Thanks, Colin. In writer-director Martin McDonagh’s weighty, awesome feature debut, we accompany Ray — and his partner, Ken (Brendan Gleeson, a.k.a. Mad-Eye Moody from the Harry Potter movies) on a two-week Christmas furlough as the two hitmen hide out from the law after a botched killing in London.
By the very end of the journey, we’re liable to feel a tiny bit screwed over. A cool character is sacrificed (and therefore, one thinks, included in the story?) in a cheesy manner so that there can be sort of a swooping justice for the characters we care about. The good news is that this wouldn’t be so aggravating if we weren’t invested in the story of these two truculent British hitmen, one (Gleeson) able to immerse himself in the “fairy tale” nature of the dull Belgian town while the difficult Ray shows his best side by warning walrus-like Americans against ancient tower-climbing (“Guys, I wouldn’t go up there. It’s really narrow!”) and sharing drugs with the natives.

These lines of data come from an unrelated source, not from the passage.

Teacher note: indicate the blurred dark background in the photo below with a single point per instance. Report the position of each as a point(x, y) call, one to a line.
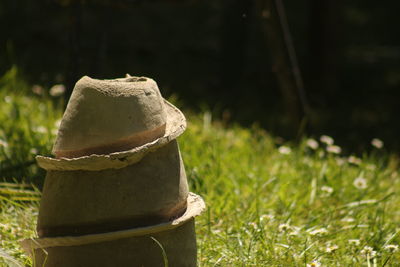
point(233, 57)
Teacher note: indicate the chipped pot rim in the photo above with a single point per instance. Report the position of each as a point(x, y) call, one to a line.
point(175, 126)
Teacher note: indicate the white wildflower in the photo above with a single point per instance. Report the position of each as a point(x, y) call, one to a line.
point(327, 190)
point(360, 183)
point(267, 217)
point(57, 123)
point(340, 161)
point(57, 90)
point(284, 150)
point(368, 252)
point(326, 140)
point(354, 242)
point(3, 143)
point(347, 219)
point(378, 143)
point(371, 167)
point(361, 202)
point(333, 149)
point(391, 248)
point(40, 129)
point(295, 231)
point(314, 263)
point(318, 232)
point(312, 143)
point(354, 160)
point(331, 248)
point(283, 227)
point(7, 99)
point(37, 89)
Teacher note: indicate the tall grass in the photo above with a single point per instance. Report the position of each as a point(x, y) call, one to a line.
point(268, 203)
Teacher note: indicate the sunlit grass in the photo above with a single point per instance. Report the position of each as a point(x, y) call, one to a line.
point(268, 203)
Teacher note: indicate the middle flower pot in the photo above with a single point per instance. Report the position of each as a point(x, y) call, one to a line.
point(79, 202)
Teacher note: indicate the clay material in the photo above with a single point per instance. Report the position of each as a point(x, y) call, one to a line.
point(149, 192)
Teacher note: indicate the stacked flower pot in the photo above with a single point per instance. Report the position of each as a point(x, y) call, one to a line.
point(116, 192)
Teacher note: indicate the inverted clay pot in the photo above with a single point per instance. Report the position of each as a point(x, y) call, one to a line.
point(116, 191)
point(149, 246)
point(152, 191)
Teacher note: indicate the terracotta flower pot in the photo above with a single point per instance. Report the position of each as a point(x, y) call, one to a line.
point(116, 193)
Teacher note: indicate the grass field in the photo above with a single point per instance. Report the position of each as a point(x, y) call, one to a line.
point(269, 203)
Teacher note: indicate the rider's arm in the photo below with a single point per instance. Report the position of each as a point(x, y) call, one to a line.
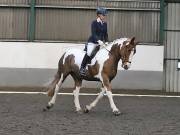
point(94, 31)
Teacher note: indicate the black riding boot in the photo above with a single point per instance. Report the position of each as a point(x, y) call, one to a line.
point(85, 60)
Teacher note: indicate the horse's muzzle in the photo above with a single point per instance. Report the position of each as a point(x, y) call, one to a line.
point(127, 65)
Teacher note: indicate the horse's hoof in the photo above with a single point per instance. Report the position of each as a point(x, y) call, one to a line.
point(86, 110)
point(117, 113)
point(44, 109)
point(79, 111)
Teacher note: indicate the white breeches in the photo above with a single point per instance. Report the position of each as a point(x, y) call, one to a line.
point(90, 48)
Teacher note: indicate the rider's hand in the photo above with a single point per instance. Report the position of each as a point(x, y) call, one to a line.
point(100, 42)
point(106, 43)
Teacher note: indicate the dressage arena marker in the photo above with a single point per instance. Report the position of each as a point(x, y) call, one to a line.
point(91, 94)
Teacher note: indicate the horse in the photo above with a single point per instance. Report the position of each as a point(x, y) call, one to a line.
point(103, 68)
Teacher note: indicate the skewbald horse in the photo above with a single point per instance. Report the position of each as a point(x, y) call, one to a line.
point(103, 68)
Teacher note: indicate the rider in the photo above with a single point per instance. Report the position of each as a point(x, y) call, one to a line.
point(98, 36)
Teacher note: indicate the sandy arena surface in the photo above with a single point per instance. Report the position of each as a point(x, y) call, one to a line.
point(21, 114)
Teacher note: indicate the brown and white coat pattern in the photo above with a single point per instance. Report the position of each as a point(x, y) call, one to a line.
point(103, 68)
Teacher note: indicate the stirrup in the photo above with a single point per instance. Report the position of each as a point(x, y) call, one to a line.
point(82, 71)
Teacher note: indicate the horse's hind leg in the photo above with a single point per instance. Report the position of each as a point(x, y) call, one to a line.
point(93, 104)
point(57, 87)
point(78, 83)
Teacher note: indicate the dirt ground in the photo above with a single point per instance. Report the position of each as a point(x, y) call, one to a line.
point(21, 114)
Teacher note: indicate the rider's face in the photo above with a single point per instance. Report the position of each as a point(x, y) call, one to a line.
point(102, 17)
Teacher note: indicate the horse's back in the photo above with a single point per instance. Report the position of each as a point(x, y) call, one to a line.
point(77, 54)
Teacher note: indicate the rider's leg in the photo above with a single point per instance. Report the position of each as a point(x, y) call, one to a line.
point(87, 57)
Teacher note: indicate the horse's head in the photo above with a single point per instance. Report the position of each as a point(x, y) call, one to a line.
point(127, 50)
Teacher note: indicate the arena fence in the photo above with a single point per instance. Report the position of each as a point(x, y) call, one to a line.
point(69, 20)
point(172, 49)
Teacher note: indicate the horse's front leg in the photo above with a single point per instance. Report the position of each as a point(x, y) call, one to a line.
point(93, 104)
point(107, 87)
point(76, 99)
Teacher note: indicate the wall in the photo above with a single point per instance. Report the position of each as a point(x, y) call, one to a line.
point(34, 64)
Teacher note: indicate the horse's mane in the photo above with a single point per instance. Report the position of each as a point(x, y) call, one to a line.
point(118, 41)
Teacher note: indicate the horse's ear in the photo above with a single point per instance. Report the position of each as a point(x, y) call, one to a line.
point(136, 43)
point(132, 40)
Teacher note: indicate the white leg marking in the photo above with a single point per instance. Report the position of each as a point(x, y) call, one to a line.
point(109, 95)
point(93, 104)
point(76, 98)
point(58, 85)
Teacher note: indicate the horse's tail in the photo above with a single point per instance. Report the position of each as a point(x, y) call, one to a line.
point(52, 86)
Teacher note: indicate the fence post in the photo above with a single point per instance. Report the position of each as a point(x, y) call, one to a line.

Neither of them are bad guys, which is why we like them. Ken adores ancient church history and art museums (they delve pretty deeply into Hieronymus Bosch, who, for being a 15th century weirdo, would still freak people out today). Ray, intrigued by a movie being shot in Bruges (one of a few homages to Orson Welles’ “Touch of Evil,” including one of those six-minute continuous shots that make film students melt) tries to make friends in this town he so hates.
There’s nothing really to endear the audience to this tourist town either — except, strangely, the two hitmen we’re following around. Despite their strange circumstances, we can empathize with some of their predicaments: the jerky, micromanaging boss demanding they answer calls at certain hours and berating the pregnant woman who runs the hotel with her husband; the devastatingly sad spectacle of a dead boy whose worries in life were “being moody, being bad at maths, being sad,”; and the times when they talk shop, in a way that would seem dark and terribly insensitive to outsiders (doesn’t it always?).
“I have killed people,” Ken says. “Not many people. Most of them were not very nice people. Apart from one person. This fellow, Danny Aliband’s brother. He was just trying to protect his brother. Like you or I would. He was just a lollipop man. He came at me with a bottle. What are you gonna do? I shot him down.”
“In my book, though, sorry, someone comes at you with a bottle, that is a deadly weapon,” Ray agrees. “He’s gotta take the consequences.”
The conversation ends in a Tarantino-esque debate about the age (50) and strengths (what if he knew karate?) of the victim play into the decision to kill them. It has to, because the next line cuts too deeply:
“I know that in my heart,” Ken says, in response to Ray’s justification. “I also know that he was just trying to protect his brother, you know?”
The humor that comes after that isn’t a distraction. It’s there to cauterize — not just the blood of the dead avenging brother, but also the victim who, silly as it sounds, might have wanted to just come be an innocent in Bruges someday? They are hitmen, but neither has lost their humanity enough to kill in cold blood.
Ashley O’Dell reviews movies that aren’t in theaters anymore.